A few weeks before the revolt, Alexander died unexpectedly, with no legitimate children to succeed him. It was assumed that he would be succeeded by his next-youngest brother, Constantine, but Constantine had agreed to pass on the throne to his younger brother Nicholas. The royal family had worked this out in private years before, so there was total confusion after Alexander's death, with people unsure whether to believe that Nicholas was the new czar. The officers hadn't planned an uprising, but they saw their chance in the confusion and decided to stage a coup. On this day in 1825, 3,000 soldiers gathered in Senate Square in St. Petersburg and refused to take the oath of loyalty to Nicholas scheduled for that day. They shouted "Constantine and Constitution!" The story goes that many soldiers thought Constitution referred to Constantine's wife, not a political document.
The government called in 9,000 troops. Nicholas didn't want to begin his reign with violence, so he tried to negotiate, but to no avail. He gave up and ordered his troops to fire; 60 rebels were killed, many more injured and arrested, and leaders were hanged or exiled to Siberia. The revolt was a total failure, but it became an inspiration for later uprisings that eventually overthrew the czarist regime.

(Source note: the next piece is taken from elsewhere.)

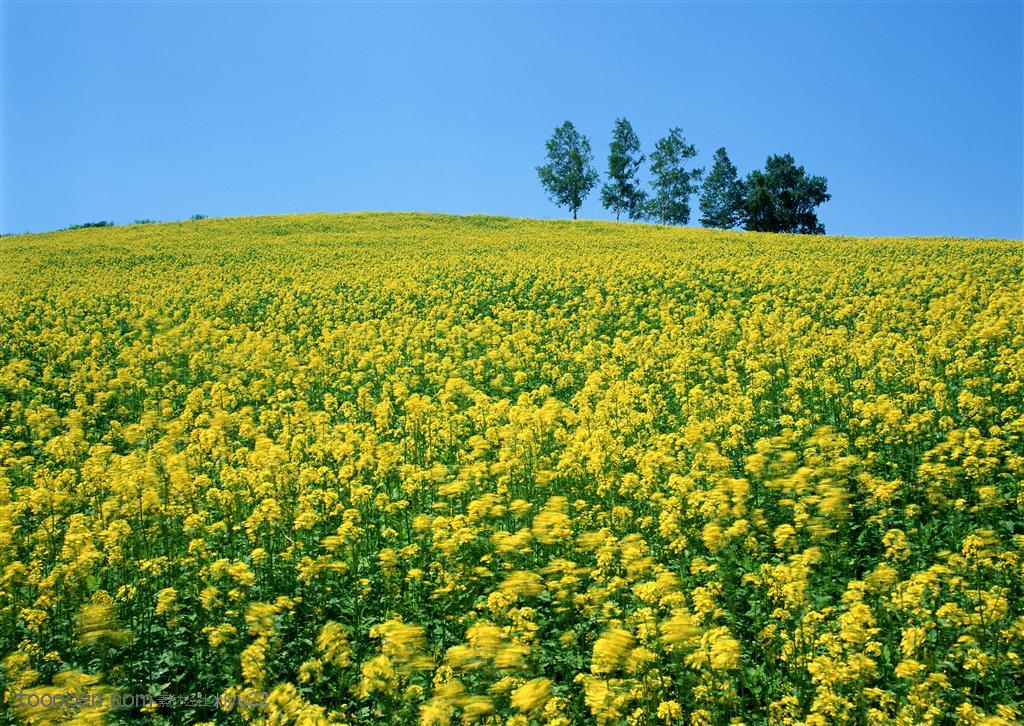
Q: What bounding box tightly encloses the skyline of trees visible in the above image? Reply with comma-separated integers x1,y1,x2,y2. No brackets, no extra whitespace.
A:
539,118,831,234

This is the anniversary of the St. Lucia flood of 1287, which resulted in the deaths of at least 50,000 people in the Netherlands. It's one of the largest floods in recorded history, and it was the result of a storm tide: an extreme low-pressure system that coincides with the high tide. Much of the damage caused by Hurricane Sandy in 2012 was the result of a similar storm tide. The Zuiderzee sea wall built to hold back the water couldn't stand against such forces, and it collapsed. The North Sea rushed in, killing thousands and reclaiming huge amounts of land in the northern part of the Netherlands. The Zuiderzee — which means "southern sea" — actually owes its origin to this storm. It had originally been a series of shallow inland lakes and marshes, but storms and tides gradually ate away at the edges of the separate lakes, and when the North Sea encroached on the land as a result of the storm, the lake became a bay.
Flooding has always been a matter of great concern to people in the Netherlands. Two-thirds of its area is considered to be at risk, and much of it is an alluvial plain: land formed by the buildup of silt deposited by floods. The rich soil attracted early farmers, who built artificial hills called terpen to live on. They also built low embankments to keep out the water, and by 1250, dike construction was a major industry. The church was the biggest and richest landowner, and the monasteries provided the most readily available workforce, so they took the lead in dike construction, and eventually all the dikes were connected into a continuous seawall.
The massive St. Lucia storm of 1287 also affected the coast of England. The effects weren't as immediately dramatic, but the storm dumped silt into the harbors of several key port cities and made it impossible for ships to enter. The English coastline was redrawn, and the cities never regained their status as vital trading ports.